Of course, it had, but not in the way they imagined.

“I told her the whole story,” I said. “I’m okay. Just a little shell-shocked I guess.”

Morgan nodded, but the look of gentle probing pity didn’t recede. It was a mask I was seeing on every face all of a sudden. “Okay.”

She didn’t believe me.

“Morgan, it was scary and awful and a nightmare,” I said. “But that’s all. I didn’t even get robbed.”

That didn’t help my case, I realized. It made the whole thing hinge on implausibility. What band of thugs knocks out girls for kicks and makes a run for it? None, that’s who . It sounded like a lie because it was one, I reminded myself. People around me were smart, and I was pissed off because of it.

“Okay,” Morgan said again. It was the “okay” that I hated so much. It was a crazy person’s okay. If I had told her that a tribe of pygmies had saved me from my attackers, she would have given me the same okay. There wouldn’t even be a change in inflection.

Of everyone in the world who would believe me unconditionally, I thought it would be her.

“Okay,” I said. My voice dripped icicles. “Well, it’s good to see you.”

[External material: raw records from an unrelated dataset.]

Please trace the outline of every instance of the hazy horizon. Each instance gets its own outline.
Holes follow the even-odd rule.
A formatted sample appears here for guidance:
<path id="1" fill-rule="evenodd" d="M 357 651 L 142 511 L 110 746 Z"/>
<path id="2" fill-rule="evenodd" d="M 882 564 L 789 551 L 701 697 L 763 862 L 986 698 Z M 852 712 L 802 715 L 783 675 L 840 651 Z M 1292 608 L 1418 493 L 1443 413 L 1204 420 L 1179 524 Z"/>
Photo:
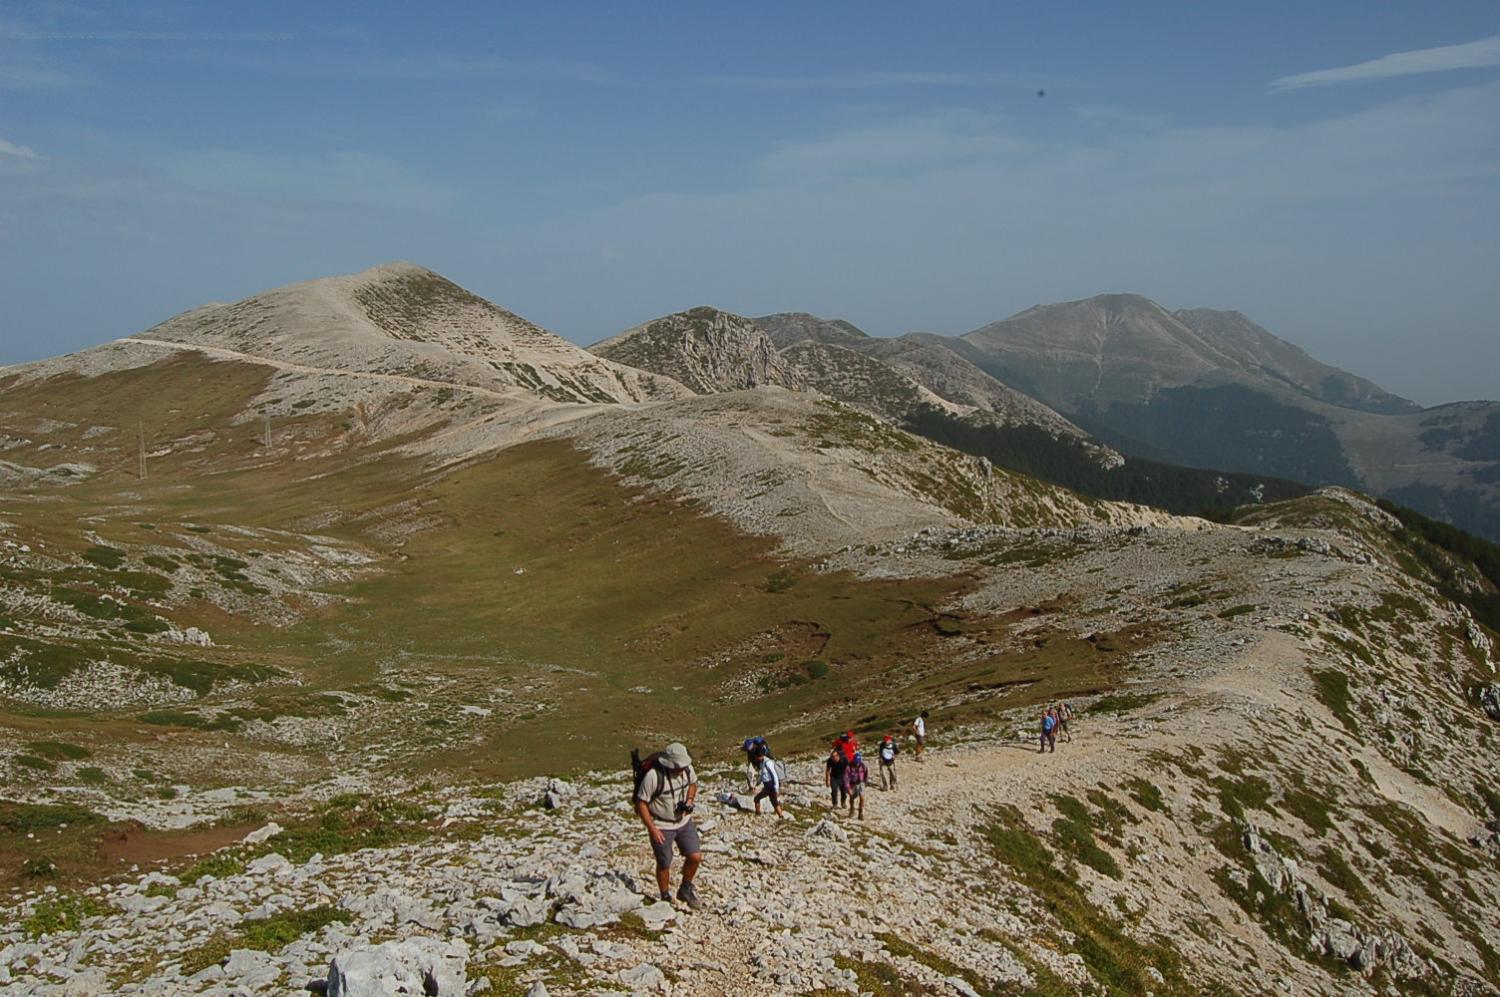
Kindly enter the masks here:
<path id="1" fill-rule="evenodd" d="M 587 344 L 1143 294 L 1500 398 L 1500 10 L 0 13 L 0 363 L 392 259 Z"/>

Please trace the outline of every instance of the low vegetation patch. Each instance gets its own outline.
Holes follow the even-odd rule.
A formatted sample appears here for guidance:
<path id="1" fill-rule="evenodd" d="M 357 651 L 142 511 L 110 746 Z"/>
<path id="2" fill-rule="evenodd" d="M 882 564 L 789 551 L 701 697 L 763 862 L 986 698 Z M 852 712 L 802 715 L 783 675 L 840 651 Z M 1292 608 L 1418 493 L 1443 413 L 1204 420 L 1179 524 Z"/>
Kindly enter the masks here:
<path id="1" fill-rule="evenodd" d="M 1088 899 L 1076 878 L 1060 868 L 1052 851 L 1027 826 L 1021 812 L 1002 806 L 984 830 L 991 852 L 1016 878 L 1037 894 L 1042 908 L 1073 936 L 1072 948 L 1083 959 L 1095 983 L 1111 994 L 1196 994 L 1183 975 L 1182 957 L 1164 939 L 1142 941 Z M 1148 969 L 1162 976 L 1152 978 Z"/>
<path id="2" fill-rule="evenodd" d="M 927 992 L 921 984 L 902 976 L 901 971 L 888 962 L 851 959 L 841 955 L 835 956 L 833 963 L 839 969 L 846 969 L 854 974 L 854 985 L 859 987 L 862 994 L 872 994 L 874 997 L 921 997 Z"/>
<path id="3" fill-rule="evenodd" d="M 226 879 L 245 871 L 245 860 L 234 855 L 209 855 L 199 859 L 177 874 L 177 878 L 189 885 L 212 876 Z"/>
<path id="4" fill-rule="evenodd" d="M 1150 706 L 1162 698 L 1160 692 L 1119 692 L 1100 696 L 1089 707 L 1092 713 L 1129 713 Z"/>
<path id="5" fill-rule="evenodd" d="M 78 761 L 93 754 L 82 745 L 68 744 L 66 741 L 32 741 L 26 745 L 26 750 L 54 762 Z"/>
<path id="6" fill-rule="evenodd" d="M 182 971 L 191 976 L 229 958 L 235 949 L 278 952 L 303 935 L 334 924 L 348 924 L 349 912 L 342 907 L 323 905 L 302 910 L 283 911 L 270 917 L 240 922 L 235 934 L 220 932 L 206 943 L 182 957 Z"/>
<path id="7" fill-rule="evenodd" d="M 31 913 L 21 922 L 21 932 L 27 938 L 40 938 L 59 931 L 77 931 L 85 918 L 108 914 L 110 908 L 93 897 L 64 893 L 37 901 Z"/>
<path id="8" fill-rule="evenodd" d="M 1351 734 L 1359 733 L 1359 721 L 1354 718 L 1354 701 L 1349 695 L 1349 676 L 1337 668 L 1324 668 L 1312 672 L 1314 691 L 1318 702 L 1328 707 L 1338 717 L 1339 723 Z"/>
<path id="9" fill-rule="evenodd" d="M 35 834 L 61 827 L 103 824 L 104 818 L 76 803 L 13 803 L 0 801 L 0 828 L 16 834 Z"/>
<path id="10" fill-rule="evenodd" d="M 1131 776 L 1125 780 L 1125 791 L 1132 800 L 1147 810 L 1161 813 L 1167 809 L 1161 790 L 1156 788 L 1155 783 L 1147 782 L 1140 776 Z"/>
<path id="11" fill-rule="evenodd" d="M 1114 856 L 1094 838 L 1094 818 L 1082 800 L 1062 794 L 1052 797 L 1062 814 L 1052 822 L 1052 833 L 1058 849 L 1070 858 L 1082 862 L 1095 872 L 1110 879 L 1120 878 L 1120 865 Z"/>
<path id="12" fill-rule="evenodd" d="M 114 570 L 125 563 L 125 552 L 114 547 L 105 547 L 96 544 L 83 552 L 83 559 L 90 564 L 97 564 L 101 568 Z"/>

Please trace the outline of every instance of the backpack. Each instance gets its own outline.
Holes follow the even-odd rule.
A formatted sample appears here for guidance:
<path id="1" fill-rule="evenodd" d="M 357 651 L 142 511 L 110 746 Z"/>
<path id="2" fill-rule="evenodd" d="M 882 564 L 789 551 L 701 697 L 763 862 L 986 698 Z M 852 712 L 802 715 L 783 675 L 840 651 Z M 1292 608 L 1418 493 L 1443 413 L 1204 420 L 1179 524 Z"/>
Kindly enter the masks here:
<path id="1" fill-rule="evenodd" d="M 772 758 L 771 764 L 776 768 L 776 788 L 781 789 L 786 786 L 786 762 Z"/>
<path id="2" fill-rule="evenodd" d="M 895 741 L 880 742 L 880 760 L 883 762 L 894 762 L 898 750 Z"/>
<path id="3" fill-rule="evenodd" d="M 634 783 L 633 783 L 633 785 L 631 786 L 631 789 L 630 789 L 630 803 L 631 803 L 632 806 L 634 806 L 635 803 L 640 799 L 640 796 L 641 796 L 641 783 L 643 783 L 643 782 L 646 781 L 646 775 L 647 775 L 647 773 L 649 773 L 654 768 L 658 768 L 659 765 L 660 765 L 660 762 L 661 762 L 661 752 L 660 751 L 653 751 L 651 754 L 647 755 L 645 758 L 642 758 L 641 757 L 641 749 L 639 749 L 639 748 L 631 748 L 630 749 L 630 771 L 631 771 L 631 774 L 635 777 Z M 660 784 L 656 787 L 656 792 L 652 793 L 651 794 L 651 799 L 647 800 L 646 802 L 648 804 L 649 803 L 655 803 L 656 802 L 656 798 L 658 796 L 660 796 L 663 792 L 665 792 L 666 788 L 667 788 L 667 780 L 665 778 L 663 778 L 661 780 Z"/>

Again, Morgan wasn’t stupid. I didn’t get anything past her. She leaned forward and grabbed my wrist again. The mask of pity was replaced with something resembling confusion. Better, I supposed.

“I’m sorry, Luce,” she said. “I just… We all searched for you, you know? We all thought… You aren’t exactly the run-away type. Not in the middle of a date. I’m just… I don’t know how to deal with this.”

I nodded, but I couldn’t get rid of my disapproving frown and the cold set of my features. It was stupid and stubborn, but I don’t care. I’d believe her in a heartbeat. I wouldn’t vomit pity on her like she was insane.

“I have to go,” I said. A pair of stock boys had already spotted Morgan’s egg carton mess and were moving in with mops and buckets.

“Wait,” she said. “Can I call you tonight?”

I paused, looking down at the hand on my wrist. “I just need some alone time.”

She nodded and let go of my hand with a sudden crispness.

“Okay,” she said. That damn okay.

As I scooped up my box of Shake ’N Bake from the shelf and made for the check-out aisle, Morgan spoke up. I only half-turned toward her when she did.

“I’ll see you Monday?”

I nodded. “Still want a ride?”

She frowned. “Yeah.”

She said it like she’d taken a swig of bad milk.

“See you Monday.”

I paid for the Shake ’N Bake and headed out the door. I welcomed the gray dimness of the overcast sky, and it reminded me more than a little of the beach and the highway and the foggy nothingness of my dreams. I’d been a regular bitch to Morgan, for no reason. Plus I’d terrified everyone, gotten Morgan and probably Daphne in deep trouble with their parents. All for what?A stupid date?

When I got to my bike, and I was holding the bike lock in one hand, a sudden spike of panic shot through my body. Run . Run run run run run. Run or die. Run or die .

Sweat slicked my skin, and I stumbled under the incredible weight of the terror spreading through every pore in my body. I dropped the bike lock with a dull rattle and ran. A pair of soda machines stood against the side of the building not far away, and I jumped into the nook between them and pressed myself as hard as I could against the white brick wall.